Título: Esgoto ameaça colônia de pescadores
Autor: Branca Nunes
Fonte: Jornal do Brasil, 29/08/2005, Rio, p. A14

As árvores deram lugar a um canal onde o esgoto passa a céu aberto. O cheiro do mar foi abafado pelo odor fétido dos detritos despejados por casas que não têm saneamento básico. A água limpa do rio foi invadida pela lama e, em vez de peixes, os pescadores se viram obrigados a pescar garrafas. Esta realidade foi a passos lentos tomando conta da colônia de pescadores da Vila do Sangue, localizada às margens do rio Itá, em Santa Cruz. As degradações se intensificaram nos últimos 25 anos, quando o curso do Itá foi modificado para a ampliação da Base Aérea de Santa Cruz. O rio, que corria livremente até a Baía de Sepetiba, foi desviado, formando uma curva que dificultou o fluxo da água. Com isso, o esgoto despejado in natura acaba empossado na colônia dos pescadores.

Além da extinção dos peixes, a quantidade de gigogas, espécie de planta que se prolifera em águas poluídas, impossibilita que os pescadores atravessem remando uma parte do rio Itá. O trajeto, que demorava 20 minutos, passou a ser feito em uma hora. Os homens são obrigados a descer dos barcos para soltar a hélice do motor que se prende no lixo e a arrastar as embarcações por boa parte do caminho por causa da lama.

Os olhos azuis de Hermes Bento de Souza, 55 anos, brilham ao relembrar os tempos de fartura. As marcas de mais de meio século trabalhando como pescador estão estampadas nas mãos grossas e no rosto queimado pelo sol.

- Quando eu era criança, colocávamos latinhas dentro d' água amarradas com barbante. Depois de algumas horas vínhamos pegá-las e cada uma tinha um peixe dentro. Era uma maravilha - conta o pescador.

Como fez a vida inteira, Hermes acorda na hora em que a maré enche - seja às 3h, 4h ou 6h da manhã. Na esperança de encontrar os peixes, leva a vara de pescar, as iscas, a rede e navega até a Baía de Sepetiba, onde costumava encontrar os cardumes mais fartos. Invariavelmente retorna de mãos vazias. Para garantir a sobrevivência, pesca as garrafas pet que encontra no caminho.
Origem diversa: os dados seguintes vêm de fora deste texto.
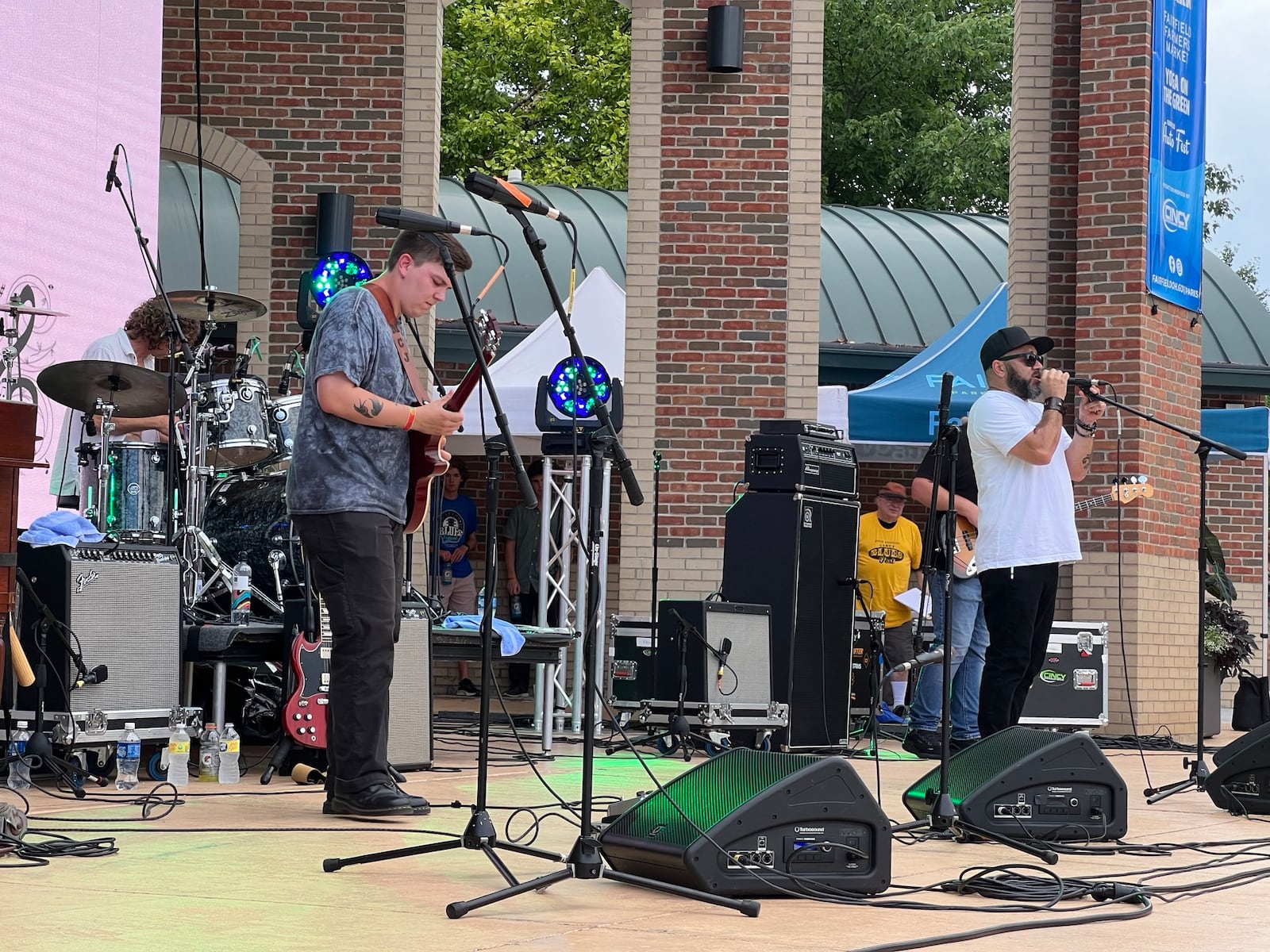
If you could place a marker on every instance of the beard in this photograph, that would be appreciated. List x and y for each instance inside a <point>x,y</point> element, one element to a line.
<point>1024,387</point>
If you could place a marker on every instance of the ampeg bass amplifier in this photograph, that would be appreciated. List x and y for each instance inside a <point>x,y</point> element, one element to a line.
<point>795,456</point>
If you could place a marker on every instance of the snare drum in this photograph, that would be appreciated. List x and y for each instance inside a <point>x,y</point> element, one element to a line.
<point>283,418</point>
<point>241,435</point>
<point>131,505</point>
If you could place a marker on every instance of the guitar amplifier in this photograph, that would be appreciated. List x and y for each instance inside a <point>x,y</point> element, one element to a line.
<point>122,602</point>
<point>410,696</point>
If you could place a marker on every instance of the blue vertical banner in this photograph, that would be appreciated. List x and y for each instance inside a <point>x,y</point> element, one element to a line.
<point>1175,213</point>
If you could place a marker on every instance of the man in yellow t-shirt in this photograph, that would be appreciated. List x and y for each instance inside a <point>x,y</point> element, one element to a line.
<point>891,551</point>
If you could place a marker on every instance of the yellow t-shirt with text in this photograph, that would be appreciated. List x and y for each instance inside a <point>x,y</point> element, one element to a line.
<point>887,559</point>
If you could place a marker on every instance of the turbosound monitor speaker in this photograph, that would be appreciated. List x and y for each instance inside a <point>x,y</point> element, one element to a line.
<point>743,823</point>
<point>1240,781</point>
<point>745,630</point>
<point>798,554</point>
<point>1024,782</point>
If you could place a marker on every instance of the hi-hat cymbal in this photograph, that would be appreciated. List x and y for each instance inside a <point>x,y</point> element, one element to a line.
<point>135,391</point>
<point>226,308</point>
<point>16,309</point>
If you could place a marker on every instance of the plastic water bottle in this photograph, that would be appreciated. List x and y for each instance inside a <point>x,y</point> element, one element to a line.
<point>19,771</point>
<point>241,608</point>
<point>178,757</point>
<point>127,758</point>
<point>209,754</point>
<point>228,771</point>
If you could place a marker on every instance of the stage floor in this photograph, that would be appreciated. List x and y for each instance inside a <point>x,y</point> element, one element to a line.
<point>244,873</point>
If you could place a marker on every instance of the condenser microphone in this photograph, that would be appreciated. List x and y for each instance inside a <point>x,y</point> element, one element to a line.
<point>920,662</point>
<point>406,220</point>
<point>510,196</point>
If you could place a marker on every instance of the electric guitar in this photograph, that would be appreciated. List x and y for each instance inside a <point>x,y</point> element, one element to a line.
<point>965,535</point>
<point>425,463</point>
<point>305,712</point>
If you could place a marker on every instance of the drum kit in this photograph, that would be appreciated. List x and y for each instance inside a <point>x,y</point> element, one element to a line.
<point>233,446</point>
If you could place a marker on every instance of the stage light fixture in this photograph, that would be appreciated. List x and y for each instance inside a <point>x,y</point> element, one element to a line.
<point>336,272</point>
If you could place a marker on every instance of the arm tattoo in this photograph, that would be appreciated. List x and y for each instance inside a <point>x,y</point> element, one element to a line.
<point>370,409</point>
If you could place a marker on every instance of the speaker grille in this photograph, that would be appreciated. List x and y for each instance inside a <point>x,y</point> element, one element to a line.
<point>706,795</point>
<point>981,765</point>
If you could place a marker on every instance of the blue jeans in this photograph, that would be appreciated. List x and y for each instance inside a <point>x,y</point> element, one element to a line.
<point>969,645</point>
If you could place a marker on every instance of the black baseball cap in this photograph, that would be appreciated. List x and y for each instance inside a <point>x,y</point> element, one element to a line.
<point>1003,342</point>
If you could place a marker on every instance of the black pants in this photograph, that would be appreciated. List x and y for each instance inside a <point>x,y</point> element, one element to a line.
<point>357,562</point>
<point>1019,608</point>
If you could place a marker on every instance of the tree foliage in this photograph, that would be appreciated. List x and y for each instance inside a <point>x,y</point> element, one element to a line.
<point>539,86</point>
<point>918,103</point>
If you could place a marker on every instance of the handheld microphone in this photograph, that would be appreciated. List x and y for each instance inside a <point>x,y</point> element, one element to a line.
<point>510,196</point>
<point>920,662</point>
<point>114,164</point>
<point>724,651</point>
<point>406,220</point>
<point>95,677</point>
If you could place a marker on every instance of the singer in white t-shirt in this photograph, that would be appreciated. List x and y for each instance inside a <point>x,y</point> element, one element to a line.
<point>1026,463</point>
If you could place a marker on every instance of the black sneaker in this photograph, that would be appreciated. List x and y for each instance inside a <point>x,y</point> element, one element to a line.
<point>925,744</point>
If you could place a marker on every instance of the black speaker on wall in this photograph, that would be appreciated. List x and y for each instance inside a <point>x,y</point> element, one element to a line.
<point>768,818</point>
<point>1240,780</point>
<point>797,552</point>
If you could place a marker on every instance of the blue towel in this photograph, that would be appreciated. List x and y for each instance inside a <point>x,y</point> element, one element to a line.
<point>60,528</point>
<point>511,638</point>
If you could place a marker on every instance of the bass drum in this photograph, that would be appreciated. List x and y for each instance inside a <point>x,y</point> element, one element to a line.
<point>248,514</point>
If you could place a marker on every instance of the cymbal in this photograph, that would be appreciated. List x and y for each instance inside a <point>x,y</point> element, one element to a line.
<point>135,391</point>
<point>16,309</point>
<point>226,308</point>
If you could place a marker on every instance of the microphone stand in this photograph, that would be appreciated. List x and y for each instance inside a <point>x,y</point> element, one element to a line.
<point>1198,776</point>
<point>480,833</point>
<point>944,816</point>
<point>175,342</point>
<point>584,861</point>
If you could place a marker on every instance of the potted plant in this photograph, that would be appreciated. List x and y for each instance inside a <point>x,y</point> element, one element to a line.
<point>1229,647</point>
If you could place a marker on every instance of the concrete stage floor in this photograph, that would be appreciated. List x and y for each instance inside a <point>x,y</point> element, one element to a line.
<point>243,869</point>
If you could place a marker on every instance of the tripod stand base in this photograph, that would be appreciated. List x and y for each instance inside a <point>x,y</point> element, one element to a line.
<point>586,863</point>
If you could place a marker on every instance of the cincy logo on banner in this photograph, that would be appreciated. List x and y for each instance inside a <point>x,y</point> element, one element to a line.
<point>1175,211</point>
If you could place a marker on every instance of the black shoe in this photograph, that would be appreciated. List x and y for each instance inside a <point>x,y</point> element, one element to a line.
<point>925,744</point>
<point>376,800</point>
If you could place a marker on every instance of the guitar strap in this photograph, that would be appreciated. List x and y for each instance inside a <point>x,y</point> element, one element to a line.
<point>412,374</point>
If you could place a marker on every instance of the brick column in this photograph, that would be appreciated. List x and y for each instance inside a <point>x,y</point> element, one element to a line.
<point>723,268</point>
<point>1087,287</point>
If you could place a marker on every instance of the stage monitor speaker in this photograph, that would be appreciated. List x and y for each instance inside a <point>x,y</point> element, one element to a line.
<point>410,695</point>
<point>743,823</point>
<point>1240,780</point>
<point>1032,784</point>
<point>122,602</point>
<point>747,681</point>
<point>797,554</point>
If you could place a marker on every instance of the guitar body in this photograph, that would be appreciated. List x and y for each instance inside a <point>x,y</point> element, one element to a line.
<point>305,712</point>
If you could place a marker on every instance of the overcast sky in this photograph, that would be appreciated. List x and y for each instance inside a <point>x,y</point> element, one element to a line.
<point>1238,124</point>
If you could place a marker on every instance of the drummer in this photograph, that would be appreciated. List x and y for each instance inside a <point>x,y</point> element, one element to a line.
<point>143,338</point>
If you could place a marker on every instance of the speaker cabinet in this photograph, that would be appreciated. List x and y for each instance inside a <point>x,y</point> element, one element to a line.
<point>1024,782</point>
<point>747,681</point>
<point>794,552</point>
<point>122,602</point>
<point>772,816</point>
<point>410,695</point>
<point>1240,780</point>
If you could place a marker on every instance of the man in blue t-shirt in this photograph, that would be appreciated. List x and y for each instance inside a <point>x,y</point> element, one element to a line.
<point>454,531</point>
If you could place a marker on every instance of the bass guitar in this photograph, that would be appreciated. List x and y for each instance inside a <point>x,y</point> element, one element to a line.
<point>965,536</point>
<point>425,463</point>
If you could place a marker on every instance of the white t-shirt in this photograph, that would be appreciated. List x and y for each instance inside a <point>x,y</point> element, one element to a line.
<point>63,479</point>
<point>1026,512</point>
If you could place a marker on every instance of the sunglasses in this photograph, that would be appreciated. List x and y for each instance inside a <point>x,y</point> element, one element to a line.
<point>1030,359</point>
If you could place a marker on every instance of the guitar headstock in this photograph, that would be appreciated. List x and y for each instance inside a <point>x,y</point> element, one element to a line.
<point>488,333</point>
<point>1132,488</point>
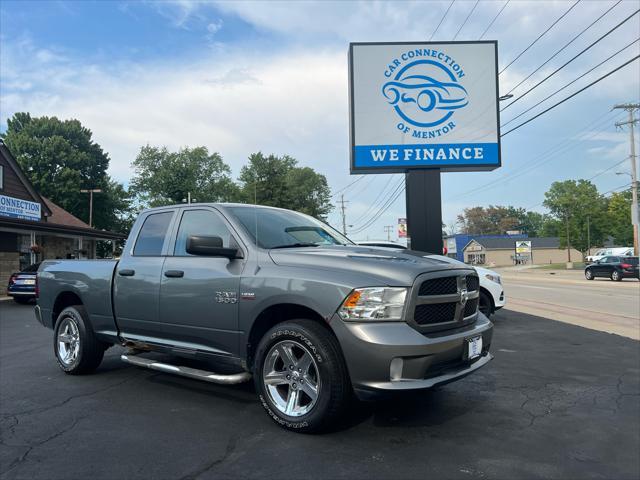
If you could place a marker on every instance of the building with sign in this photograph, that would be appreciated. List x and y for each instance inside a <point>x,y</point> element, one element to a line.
<point>501,251</point>
<point>33,228</point>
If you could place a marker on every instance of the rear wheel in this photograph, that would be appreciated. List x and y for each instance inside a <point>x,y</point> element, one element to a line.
<point>76,348</point>
<point>301,377</point>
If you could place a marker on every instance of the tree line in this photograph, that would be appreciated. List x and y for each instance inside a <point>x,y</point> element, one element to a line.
<point>61,158</point>
<point>578,214</point>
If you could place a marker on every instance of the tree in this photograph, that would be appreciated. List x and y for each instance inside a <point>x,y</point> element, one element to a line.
<point>579,206</point>
<point>619,218</point>
<point>162,177</point>
<point>279,182</point>
<point>60,158</point>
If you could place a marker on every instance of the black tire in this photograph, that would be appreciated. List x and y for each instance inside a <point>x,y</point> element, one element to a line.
<point>486,304</point>
<point>89,349</point>
<point>334,390</point>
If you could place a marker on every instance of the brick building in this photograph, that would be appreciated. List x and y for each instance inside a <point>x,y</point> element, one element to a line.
<point>33,228</point>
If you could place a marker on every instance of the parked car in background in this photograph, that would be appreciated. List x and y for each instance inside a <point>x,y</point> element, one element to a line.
<point>491,292</point>
<point>614,267</point>
<point>22,285</point>
<point>603,252</point>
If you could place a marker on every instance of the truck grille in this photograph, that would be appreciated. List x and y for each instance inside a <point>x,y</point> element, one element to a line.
<point>435,313</point>
<point>442,300</point>
<point>439,286</point>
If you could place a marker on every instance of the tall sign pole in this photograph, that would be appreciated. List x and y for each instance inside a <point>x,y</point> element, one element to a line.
<point>631,108</point>
<point>422,108</point>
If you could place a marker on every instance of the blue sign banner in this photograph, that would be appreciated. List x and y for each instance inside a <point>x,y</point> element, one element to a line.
<point>18,208</point>
<point>421,155</point>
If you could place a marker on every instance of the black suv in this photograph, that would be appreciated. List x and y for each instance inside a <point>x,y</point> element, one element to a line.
<point>613,267</point>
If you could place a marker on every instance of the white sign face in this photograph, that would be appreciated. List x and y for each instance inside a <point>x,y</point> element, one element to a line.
<point>18,208</point>
<point>424,105</point>
<point>523,246</point>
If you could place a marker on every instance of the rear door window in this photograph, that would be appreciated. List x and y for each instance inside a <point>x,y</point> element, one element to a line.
<point>152,234</point>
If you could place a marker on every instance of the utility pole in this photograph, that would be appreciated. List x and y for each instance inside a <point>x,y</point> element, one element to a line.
<point>631,108</point>
<point>344,217</point>
<point>91,191</point>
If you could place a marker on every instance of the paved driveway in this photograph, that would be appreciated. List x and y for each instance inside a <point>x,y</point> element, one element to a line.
<point>558,401</point>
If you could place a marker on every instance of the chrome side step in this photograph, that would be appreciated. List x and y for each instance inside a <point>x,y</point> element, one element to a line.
<point>187,371</point>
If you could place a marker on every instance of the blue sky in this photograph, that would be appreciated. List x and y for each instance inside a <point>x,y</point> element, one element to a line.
<point>239,77</point>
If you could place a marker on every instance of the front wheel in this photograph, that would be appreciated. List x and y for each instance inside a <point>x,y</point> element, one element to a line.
<point>76,348</point>
<point>301,376</point>
<point>486,306</point>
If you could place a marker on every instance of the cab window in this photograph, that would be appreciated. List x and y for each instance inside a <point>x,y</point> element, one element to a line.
<point>152,234</point>
<point>201,222</point>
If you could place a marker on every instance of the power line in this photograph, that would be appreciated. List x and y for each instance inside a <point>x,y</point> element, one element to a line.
<point>495,18</point>
<point>540,36</point>
<point>466,19</point>
<point>570,83</point>
<point>559,148</point>
<point>571,96</point>
<point>569,61</point>
<point>442,19</point>
<point>565,46</point>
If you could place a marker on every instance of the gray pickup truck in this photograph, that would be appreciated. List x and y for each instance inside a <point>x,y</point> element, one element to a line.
<point>271,294</point>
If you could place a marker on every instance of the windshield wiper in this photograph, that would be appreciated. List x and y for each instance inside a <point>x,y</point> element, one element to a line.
<point>294,245</point>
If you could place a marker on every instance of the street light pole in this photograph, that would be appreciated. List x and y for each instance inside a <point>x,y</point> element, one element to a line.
<point>91,191</point>
<point>631,108</point>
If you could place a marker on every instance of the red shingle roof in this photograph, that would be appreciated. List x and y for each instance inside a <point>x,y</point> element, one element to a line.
<point>60,216</point>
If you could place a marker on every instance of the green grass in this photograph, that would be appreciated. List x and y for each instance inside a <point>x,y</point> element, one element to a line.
<point>561,266</point>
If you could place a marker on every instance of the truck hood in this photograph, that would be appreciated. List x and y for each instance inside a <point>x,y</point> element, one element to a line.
<point>388,265</point>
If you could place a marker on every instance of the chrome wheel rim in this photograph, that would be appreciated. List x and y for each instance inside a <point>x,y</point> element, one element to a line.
<point>291,378</point>
<point>68,341</point>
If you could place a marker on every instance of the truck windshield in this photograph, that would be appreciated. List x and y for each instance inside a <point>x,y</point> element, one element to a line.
<point>286,229</point>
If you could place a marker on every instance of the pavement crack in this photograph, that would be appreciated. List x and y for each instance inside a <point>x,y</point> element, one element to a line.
<point>231,446</point>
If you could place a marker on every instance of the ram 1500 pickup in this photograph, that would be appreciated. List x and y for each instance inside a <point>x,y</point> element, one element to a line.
<point>271,294</point>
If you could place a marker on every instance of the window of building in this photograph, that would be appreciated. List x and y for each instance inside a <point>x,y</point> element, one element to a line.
<point>152,234</point>
<point>200,222</point>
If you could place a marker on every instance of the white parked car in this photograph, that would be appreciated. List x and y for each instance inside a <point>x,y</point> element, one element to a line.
<point>604,252</point>
<point>491,293</point>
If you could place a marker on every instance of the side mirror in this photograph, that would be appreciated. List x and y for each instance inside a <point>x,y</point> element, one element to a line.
<point>209,246</point>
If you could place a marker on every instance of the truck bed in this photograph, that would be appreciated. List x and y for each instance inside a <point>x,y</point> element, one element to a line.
<point>90,280</point>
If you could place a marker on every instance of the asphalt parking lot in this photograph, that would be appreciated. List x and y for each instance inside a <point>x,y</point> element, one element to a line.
<point>558,401</point>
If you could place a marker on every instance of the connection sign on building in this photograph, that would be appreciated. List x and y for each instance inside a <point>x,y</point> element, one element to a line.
<point>18,208</point>
<point>424,105</point>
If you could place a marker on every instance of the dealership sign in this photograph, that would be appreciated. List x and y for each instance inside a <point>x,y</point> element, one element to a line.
<point>18,208</point>
<point>424,105</point>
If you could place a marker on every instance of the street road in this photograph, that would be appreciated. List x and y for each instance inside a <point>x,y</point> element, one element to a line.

Como publicou o Jornal do Brasil na edição de ontem, essa é a mesma realidade de tantos outros pescadores da Baía de Guanabara.

- Vendemos o quilo da pet a R$ 0,50. Dá para ganhar mais do que com a pescaria - garante Hermes: - Quem vive da pesca está tirando menos de R$ 10 por semana.

Dos mais de 70 pescadores que fazem parte da colônia da Vala do Sangue, praticamente nenhum continua vivendo exclusivamente da venda dos peixes. Quem não coleta as garrafas, acaba complementando o orçamento fazendo bicos como pedreiro, eletricista ou carpinteiro.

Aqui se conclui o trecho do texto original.